While doing a course on Coursera I came across this data set, which was meant to give hands on experience of working on R package “DPLYR”. The objective of this project is do explanatory data analysis using this data and answer following questions :
To Check the effectiveness Of supplement & Dosage ?
To get hands on experience on using DPLYR, GGPLOT, TIDYVERSE ?
later on after doing research I came to know that this data is collected by “E. W. Crampton” and a part of research essay titled “THE GROWTH OF ODONTOBLASTS OF THE INCISOR TOOTH AS A CRITERION OF THE VITAMIN C INTAKE OF THE GUNIA PIG” and was published in THE JOURNAL OF NUTRITION ( Volume 33 Issue 5 May 1947 ) For more details check http://jn.nutrition.org/content/33/5/491.full.pdf.
Data set used in this analysis originaly Include :
len = Tooth length
supp = Vitamin C Supplement used (“OJ” (Orange Juice), “VC” (Ascorbic Acid) )
dose = 0.5, 1, and 2 mg/day
ROCCC analysis
Reliable
Original
Comprehensive
Current
Cited
Data set checks yes in all criteria of ROCCC analysis.
All the data used in this analysis are inbuilt and can be Viewed and analyzed using command data(“ToothGrowth”)
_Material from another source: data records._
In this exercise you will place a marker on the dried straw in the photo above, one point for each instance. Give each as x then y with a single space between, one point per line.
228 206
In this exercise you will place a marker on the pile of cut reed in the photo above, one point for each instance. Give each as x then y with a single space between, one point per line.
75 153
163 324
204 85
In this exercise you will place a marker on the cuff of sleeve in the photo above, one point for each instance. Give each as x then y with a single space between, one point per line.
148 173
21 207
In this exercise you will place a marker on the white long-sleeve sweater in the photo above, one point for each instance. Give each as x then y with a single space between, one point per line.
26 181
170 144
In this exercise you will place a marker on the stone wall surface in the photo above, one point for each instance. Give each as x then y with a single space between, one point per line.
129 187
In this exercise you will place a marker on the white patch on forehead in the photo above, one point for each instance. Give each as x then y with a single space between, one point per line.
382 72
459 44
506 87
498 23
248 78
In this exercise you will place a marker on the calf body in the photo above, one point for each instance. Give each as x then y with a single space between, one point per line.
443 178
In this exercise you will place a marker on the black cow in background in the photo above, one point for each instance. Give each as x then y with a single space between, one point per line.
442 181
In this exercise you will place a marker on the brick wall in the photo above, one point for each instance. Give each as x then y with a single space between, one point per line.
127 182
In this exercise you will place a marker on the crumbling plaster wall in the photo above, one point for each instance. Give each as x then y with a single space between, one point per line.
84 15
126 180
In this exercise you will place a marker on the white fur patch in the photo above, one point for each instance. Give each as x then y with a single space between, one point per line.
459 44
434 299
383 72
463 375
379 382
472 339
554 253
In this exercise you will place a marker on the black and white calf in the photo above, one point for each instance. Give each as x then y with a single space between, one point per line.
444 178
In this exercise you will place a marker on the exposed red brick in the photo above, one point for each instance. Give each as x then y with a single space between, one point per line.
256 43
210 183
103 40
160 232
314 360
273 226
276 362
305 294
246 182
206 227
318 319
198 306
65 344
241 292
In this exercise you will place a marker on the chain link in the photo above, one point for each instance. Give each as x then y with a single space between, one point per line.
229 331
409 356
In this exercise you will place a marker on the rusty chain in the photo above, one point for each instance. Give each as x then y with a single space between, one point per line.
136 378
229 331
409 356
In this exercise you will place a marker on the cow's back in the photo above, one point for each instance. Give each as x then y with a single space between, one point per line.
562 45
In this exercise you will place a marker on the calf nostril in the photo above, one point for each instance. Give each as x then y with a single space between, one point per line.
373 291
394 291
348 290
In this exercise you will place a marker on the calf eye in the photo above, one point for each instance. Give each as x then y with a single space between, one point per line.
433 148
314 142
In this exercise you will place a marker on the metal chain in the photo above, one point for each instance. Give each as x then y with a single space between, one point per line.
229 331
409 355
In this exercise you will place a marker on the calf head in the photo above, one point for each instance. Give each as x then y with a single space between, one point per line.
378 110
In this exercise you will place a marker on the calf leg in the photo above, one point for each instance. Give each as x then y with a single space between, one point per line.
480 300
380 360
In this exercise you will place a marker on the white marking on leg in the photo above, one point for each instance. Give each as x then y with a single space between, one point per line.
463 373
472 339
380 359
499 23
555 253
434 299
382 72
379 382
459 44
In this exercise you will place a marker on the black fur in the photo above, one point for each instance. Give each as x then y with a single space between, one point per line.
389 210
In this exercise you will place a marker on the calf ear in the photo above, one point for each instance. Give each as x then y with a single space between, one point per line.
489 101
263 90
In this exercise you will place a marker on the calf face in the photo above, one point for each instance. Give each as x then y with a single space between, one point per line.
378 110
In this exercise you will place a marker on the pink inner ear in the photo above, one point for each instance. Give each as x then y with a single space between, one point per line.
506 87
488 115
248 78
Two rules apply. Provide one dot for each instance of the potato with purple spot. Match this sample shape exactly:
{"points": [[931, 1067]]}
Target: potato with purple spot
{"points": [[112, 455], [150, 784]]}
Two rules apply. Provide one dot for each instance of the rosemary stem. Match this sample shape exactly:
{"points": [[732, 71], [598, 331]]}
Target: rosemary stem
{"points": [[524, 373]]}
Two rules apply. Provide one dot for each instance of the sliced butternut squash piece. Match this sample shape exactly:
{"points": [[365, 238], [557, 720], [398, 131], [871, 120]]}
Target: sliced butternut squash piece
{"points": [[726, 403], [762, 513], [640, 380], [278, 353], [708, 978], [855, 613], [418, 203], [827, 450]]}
The packages used in this data analysis are : tidyverse, dplyr, ggplot
and installed using : install.packages(“package_name”)
library(tidyverse)
## -- Attaching packages --------------------------------------- tidyverse 1.3.2 --
## v ggplot2 3.4.0 v purrr 0.3.5
## v tibble 3.1.8 v dplyr 1.0.10
## v tidyr 1.2.1 v stringr 1.5.0
## v readr 2.1.3 v forcats 0.5.2
## -- Conflicts ------------------------------------------ tidyverse_conflicts() --
## x dplyr::filter() masks stats::filter()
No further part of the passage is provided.